Thursday, September 9, 2010

Notes on Alone-ness



I have my own battles with loneliness. It attacks when I am most tired; when I yearn for

nothing more than a warm, trusted, and familiar body to rest with. Strange as it sounds,
I find that I feel more replenished after sleeping beside my beloved, even though I don't
get my staple eight hours of shut eye.

I have learned to live without the warmth of another body, but truth be told, it was a
difficult adjustment. After four years of "practically married" life, I am now forced
by discipline, necessity, and fear to lie in an empty bed.
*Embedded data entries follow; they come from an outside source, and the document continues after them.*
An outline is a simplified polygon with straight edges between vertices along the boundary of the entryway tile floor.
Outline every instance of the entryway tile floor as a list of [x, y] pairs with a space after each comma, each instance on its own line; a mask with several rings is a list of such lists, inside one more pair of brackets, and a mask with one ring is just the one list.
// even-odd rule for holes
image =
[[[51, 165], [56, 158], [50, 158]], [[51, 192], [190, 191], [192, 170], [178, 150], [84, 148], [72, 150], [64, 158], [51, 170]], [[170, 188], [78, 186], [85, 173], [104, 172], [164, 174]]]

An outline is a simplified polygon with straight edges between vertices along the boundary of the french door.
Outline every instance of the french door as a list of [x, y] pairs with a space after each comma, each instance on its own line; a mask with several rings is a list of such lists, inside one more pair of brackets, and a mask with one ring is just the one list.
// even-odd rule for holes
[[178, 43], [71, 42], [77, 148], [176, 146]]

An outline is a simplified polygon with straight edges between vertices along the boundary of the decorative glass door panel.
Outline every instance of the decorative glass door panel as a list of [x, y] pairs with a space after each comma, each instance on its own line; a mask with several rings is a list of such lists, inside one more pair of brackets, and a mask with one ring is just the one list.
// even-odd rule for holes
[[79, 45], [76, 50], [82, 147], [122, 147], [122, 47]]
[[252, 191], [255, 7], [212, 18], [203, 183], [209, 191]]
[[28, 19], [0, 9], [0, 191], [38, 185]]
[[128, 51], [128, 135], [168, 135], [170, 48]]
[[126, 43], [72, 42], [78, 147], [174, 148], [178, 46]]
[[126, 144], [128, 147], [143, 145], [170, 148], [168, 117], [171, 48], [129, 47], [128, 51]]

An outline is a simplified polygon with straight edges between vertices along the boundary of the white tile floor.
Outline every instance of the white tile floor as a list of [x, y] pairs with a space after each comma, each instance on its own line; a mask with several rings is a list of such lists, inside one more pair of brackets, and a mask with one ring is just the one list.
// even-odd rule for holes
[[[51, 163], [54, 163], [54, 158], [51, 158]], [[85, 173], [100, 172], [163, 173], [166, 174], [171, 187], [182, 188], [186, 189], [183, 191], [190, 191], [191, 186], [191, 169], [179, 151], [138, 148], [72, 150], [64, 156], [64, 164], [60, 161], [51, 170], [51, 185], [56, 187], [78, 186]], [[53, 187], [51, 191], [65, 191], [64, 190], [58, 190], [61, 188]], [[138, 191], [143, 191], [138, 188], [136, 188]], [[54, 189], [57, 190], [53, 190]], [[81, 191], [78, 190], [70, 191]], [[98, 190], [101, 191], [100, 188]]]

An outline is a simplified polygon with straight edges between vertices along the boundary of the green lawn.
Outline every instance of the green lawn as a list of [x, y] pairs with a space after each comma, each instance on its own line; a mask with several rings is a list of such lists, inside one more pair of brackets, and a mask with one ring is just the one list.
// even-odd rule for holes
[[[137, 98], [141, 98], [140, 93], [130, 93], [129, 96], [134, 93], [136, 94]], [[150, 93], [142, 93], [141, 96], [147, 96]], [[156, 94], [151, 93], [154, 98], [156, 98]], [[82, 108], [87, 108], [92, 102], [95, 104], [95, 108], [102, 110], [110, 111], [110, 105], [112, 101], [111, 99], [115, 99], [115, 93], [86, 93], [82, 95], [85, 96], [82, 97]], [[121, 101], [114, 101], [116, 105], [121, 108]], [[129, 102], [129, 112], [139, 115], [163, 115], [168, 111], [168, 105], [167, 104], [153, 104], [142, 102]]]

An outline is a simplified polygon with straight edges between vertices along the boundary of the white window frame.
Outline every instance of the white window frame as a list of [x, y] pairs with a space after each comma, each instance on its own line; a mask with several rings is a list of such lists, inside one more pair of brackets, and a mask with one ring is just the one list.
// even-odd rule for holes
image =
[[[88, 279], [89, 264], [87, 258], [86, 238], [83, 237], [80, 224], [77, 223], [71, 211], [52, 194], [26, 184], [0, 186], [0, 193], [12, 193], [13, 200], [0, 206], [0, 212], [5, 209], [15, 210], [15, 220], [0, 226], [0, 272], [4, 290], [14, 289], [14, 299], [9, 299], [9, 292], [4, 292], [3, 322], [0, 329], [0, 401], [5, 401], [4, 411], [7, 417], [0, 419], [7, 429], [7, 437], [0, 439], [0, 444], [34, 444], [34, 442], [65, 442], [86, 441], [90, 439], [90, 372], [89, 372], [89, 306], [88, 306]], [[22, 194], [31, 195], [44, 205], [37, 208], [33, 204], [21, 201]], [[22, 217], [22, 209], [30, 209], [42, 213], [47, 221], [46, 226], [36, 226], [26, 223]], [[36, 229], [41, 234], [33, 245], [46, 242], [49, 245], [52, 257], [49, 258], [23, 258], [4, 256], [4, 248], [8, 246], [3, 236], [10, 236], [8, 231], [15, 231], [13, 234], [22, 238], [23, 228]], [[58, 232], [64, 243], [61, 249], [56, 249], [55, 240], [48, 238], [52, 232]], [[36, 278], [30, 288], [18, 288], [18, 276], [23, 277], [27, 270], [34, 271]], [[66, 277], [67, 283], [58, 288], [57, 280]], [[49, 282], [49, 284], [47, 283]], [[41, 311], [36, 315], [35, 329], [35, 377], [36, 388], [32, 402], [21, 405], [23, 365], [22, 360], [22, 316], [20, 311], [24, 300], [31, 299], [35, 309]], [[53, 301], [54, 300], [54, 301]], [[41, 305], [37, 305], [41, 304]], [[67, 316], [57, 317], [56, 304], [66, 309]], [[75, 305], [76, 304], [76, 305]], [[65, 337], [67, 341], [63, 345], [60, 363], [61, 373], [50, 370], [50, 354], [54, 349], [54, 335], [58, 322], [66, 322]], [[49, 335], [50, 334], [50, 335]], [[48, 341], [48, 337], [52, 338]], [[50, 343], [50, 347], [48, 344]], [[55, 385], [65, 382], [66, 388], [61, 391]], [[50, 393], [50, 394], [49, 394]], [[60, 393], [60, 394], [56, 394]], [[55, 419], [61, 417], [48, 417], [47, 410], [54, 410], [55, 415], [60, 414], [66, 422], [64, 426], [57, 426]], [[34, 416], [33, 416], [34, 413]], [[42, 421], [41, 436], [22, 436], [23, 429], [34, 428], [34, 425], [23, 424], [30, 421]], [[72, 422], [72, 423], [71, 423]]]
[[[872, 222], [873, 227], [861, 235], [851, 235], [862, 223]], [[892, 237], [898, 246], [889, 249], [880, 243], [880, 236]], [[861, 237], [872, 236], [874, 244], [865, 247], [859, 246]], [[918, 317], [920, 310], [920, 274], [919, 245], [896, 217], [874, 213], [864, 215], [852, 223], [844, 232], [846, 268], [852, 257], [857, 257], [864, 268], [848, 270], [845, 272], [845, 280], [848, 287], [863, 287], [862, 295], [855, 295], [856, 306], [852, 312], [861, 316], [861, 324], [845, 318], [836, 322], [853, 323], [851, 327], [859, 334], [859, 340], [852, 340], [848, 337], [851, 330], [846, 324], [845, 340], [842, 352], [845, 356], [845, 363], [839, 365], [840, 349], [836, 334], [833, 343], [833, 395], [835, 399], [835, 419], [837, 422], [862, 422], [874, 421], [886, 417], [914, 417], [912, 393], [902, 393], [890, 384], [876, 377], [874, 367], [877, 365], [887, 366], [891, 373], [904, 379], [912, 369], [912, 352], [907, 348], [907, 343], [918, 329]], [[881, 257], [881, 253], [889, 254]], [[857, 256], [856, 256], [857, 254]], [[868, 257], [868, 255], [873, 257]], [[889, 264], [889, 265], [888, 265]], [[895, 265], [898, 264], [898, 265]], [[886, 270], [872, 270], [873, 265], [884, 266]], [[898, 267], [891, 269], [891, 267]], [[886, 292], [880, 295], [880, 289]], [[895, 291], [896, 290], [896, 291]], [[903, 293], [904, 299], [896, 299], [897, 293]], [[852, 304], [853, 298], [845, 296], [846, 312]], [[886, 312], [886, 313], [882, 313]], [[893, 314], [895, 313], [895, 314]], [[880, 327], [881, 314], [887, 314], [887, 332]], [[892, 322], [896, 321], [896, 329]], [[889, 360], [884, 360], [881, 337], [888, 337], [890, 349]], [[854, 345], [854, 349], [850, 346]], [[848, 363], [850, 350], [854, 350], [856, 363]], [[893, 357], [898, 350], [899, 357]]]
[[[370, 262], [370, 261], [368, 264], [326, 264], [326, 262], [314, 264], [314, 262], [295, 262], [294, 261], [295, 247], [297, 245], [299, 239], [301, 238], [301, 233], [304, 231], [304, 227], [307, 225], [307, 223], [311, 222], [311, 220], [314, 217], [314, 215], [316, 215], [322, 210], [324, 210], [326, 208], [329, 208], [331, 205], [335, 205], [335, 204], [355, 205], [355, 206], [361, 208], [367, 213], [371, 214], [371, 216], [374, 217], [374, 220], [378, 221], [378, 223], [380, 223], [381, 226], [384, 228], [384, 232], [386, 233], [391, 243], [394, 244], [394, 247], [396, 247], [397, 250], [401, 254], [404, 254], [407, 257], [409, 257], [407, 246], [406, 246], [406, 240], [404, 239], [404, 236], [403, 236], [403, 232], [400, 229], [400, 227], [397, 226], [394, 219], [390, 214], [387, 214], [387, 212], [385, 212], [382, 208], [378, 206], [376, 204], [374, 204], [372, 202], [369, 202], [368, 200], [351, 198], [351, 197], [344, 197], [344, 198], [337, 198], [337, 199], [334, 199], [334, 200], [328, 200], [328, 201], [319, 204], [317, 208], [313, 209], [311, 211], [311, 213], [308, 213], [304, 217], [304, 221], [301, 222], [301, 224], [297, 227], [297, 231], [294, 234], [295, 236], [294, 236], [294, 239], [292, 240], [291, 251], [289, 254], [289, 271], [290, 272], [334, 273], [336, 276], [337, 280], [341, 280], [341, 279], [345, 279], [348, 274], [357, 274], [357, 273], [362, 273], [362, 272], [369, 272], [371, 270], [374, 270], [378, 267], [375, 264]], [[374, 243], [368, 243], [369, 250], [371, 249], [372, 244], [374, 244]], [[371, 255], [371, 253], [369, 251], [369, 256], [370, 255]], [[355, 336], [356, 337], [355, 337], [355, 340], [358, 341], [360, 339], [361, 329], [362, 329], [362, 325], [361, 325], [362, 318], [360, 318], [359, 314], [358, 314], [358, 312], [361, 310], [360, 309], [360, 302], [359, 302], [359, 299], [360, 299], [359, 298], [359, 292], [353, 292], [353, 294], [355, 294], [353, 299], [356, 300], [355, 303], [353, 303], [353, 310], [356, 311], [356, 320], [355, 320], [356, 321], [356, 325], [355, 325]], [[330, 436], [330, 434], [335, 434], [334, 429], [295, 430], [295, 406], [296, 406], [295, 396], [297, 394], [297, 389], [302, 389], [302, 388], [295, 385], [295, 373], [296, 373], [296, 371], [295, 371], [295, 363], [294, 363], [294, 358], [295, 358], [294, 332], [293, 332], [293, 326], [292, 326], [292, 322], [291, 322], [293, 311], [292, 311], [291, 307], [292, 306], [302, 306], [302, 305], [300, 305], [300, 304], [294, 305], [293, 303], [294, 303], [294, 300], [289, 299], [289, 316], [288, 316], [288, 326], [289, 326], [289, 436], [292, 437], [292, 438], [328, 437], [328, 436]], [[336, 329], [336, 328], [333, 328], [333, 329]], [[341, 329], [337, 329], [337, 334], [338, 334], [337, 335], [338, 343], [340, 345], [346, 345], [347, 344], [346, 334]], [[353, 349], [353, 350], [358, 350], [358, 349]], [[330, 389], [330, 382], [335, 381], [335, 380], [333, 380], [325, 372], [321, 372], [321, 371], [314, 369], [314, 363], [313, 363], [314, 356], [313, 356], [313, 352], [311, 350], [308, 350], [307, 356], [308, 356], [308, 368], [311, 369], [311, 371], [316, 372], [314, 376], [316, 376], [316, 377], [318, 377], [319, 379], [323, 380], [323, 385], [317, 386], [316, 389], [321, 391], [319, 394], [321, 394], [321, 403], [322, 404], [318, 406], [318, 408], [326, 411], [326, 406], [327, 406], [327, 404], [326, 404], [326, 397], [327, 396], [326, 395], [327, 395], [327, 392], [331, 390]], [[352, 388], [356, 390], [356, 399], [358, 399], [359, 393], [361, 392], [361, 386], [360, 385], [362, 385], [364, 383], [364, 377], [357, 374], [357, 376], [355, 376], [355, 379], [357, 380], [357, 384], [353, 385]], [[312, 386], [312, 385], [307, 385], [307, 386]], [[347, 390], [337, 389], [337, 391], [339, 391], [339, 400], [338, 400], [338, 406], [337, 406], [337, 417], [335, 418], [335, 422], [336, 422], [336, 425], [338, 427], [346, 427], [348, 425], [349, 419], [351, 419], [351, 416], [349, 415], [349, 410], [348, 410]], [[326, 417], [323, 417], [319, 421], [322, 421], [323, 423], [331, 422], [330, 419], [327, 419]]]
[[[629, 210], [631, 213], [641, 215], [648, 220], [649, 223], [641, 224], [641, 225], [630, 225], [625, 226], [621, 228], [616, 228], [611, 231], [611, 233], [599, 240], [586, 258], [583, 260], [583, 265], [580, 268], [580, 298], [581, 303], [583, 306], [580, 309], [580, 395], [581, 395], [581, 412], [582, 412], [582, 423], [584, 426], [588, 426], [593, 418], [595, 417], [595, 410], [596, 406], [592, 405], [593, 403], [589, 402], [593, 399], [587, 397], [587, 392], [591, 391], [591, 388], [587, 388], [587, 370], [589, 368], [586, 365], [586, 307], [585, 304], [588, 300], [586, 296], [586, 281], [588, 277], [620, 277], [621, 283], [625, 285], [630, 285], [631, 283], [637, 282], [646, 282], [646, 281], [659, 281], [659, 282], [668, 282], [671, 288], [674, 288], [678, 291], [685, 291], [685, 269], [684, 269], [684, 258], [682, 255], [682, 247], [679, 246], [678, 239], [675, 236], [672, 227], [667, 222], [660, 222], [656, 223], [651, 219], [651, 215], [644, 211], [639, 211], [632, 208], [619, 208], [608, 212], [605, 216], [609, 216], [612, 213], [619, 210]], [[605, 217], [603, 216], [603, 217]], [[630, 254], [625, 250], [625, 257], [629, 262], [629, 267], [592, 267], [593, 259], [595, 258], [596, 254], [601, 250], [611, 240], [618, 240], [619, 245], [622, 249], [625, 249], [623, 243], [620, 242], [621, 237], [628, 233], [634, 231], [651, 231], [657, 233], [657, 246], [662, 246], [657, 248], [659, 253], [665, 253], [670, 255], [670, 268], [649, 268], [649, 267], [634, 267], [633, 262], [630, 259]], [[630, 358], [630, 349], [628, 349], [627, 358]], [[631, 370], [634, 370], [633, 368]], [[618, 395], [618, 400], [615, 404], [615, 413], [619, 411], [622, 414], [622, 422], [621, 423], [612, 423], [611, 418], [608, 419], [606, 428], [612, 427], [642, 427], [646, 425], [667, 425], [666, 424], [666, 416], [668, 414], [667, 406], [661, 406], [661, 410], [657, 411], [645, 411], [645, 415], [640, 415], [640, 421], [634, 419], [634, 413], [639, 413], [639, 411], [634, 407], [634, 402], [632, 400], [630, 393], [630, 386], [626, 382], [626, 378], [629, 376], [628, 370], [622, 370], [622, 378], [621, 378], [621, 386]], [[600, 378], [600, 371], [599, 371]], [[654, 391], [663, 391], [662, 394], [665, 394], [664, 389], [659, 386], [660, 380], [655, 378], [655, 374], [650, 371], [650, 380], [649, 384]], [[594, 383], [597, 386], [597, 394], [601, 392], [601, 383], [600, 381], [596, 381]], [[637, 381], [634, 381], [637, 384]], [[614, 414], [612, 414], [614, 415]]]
The gaping void used to be
terrifying, but this is no longer the case, so I should be glad.

Unfortunately, I can't lie to myself. I still want to sleep beside a beloved. My patience in
this respect is tested. I should not rely on him (whoever he is) to find rest. It must come
from within, alone or not. Aloneness, right now, is a choice.

I talk about this now because I've been bombarded with sex jokes in which I am the
subject. Some of my friends say that I must get laid. While I acknowledge the fact that
intercourse is a basic human need, I rarely find myself wanting it. I can live without it. I
do not miss it enough to pursue it (At this point, I ask myself, "Why would I?"). Not that
my experiences were bad. It's just that I believe in making love without having sex. It's
all about the soul connection, really.

The idea of joining with a beloved hip to hip and skull to skull during the act of making
love has to do so much more than skin---we are mere shells, making this act is an
additional expression of a stronger bond. It is also wrought by the desire to create and
build a life together.

I have yet to find a person to trust and love. Someone I can fully be myself with.
Someone I can celebrate and will celebrate me. But until that time comes, I shall continue
to grapple with loneliness. I do think I am winning, as I feel less and less alone, even in
the toughest times of feeling really beat.